No instante em que li a manchete, um choque interno. Não acreditava que estava viva para presenciar esse feito. Ao abrir a imagem, vi que se tratava de um fundo preto com um círculo laranja no meio.

Em 2005, o mesmo buraco negro, maior que nosso Sistema Solar, localizado no centro da galáxia Messier 187 — a 5 milhões de anos-luz da Terra — já vinha sendo investigado fazia uns 11 anos. Não era possível olhar diretamente, então os astrônomos procuravam indicativos de sua existência entre as estrelas.

Nessa época, no auge dos meus 8 anos, eu só queria descobrir uma forma da imagem do buraco negro não aparecer mais nos meus sonhos.

Eu costumava comprar revistas na banca todas as semanas, aqui nesse caso as revistas Recreio da Editora Abril. Nelas eu lia sobre uma variedade de assuntos, inclusive ciência. Carregava o conhecimento de que uma vez sugado pelo buraco negro, não tem mais volta. Nada consegue escapar.

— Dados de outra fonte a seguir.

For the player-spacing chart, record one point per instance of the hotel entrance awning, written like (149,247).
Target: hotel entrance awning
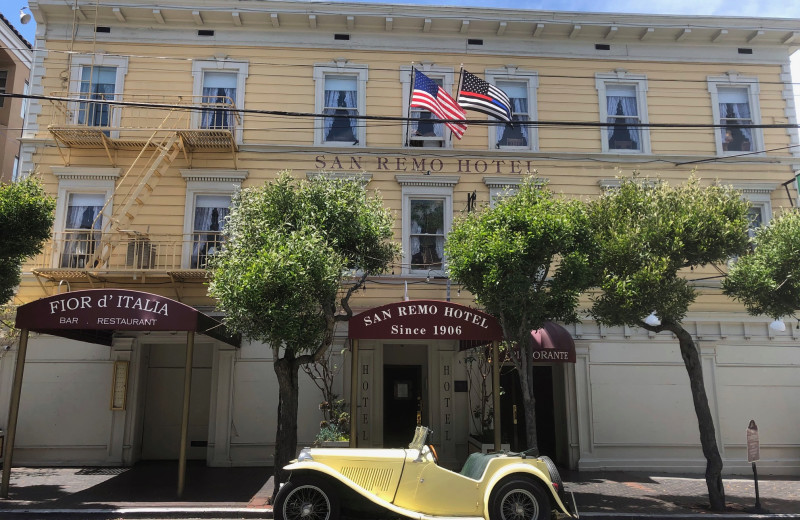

Não seria capaz de explicar o motivo, muito menos o que era espaço-tempo, mas eu achava esse tipo de informação o máximo. Dava um frio na barriga. Meu inconsciente passou a ficar obcecado por isso. Comecei a ter uma quantidade considerável de sonhos em que eu encarava cara a cara o tal do buraco negro, esse grande vazio escuro. E todas as vezes acordava no pulo, com o pavor de que eu não estivesse mais ali e sim me transformado em apenas mais um punhado de partículas.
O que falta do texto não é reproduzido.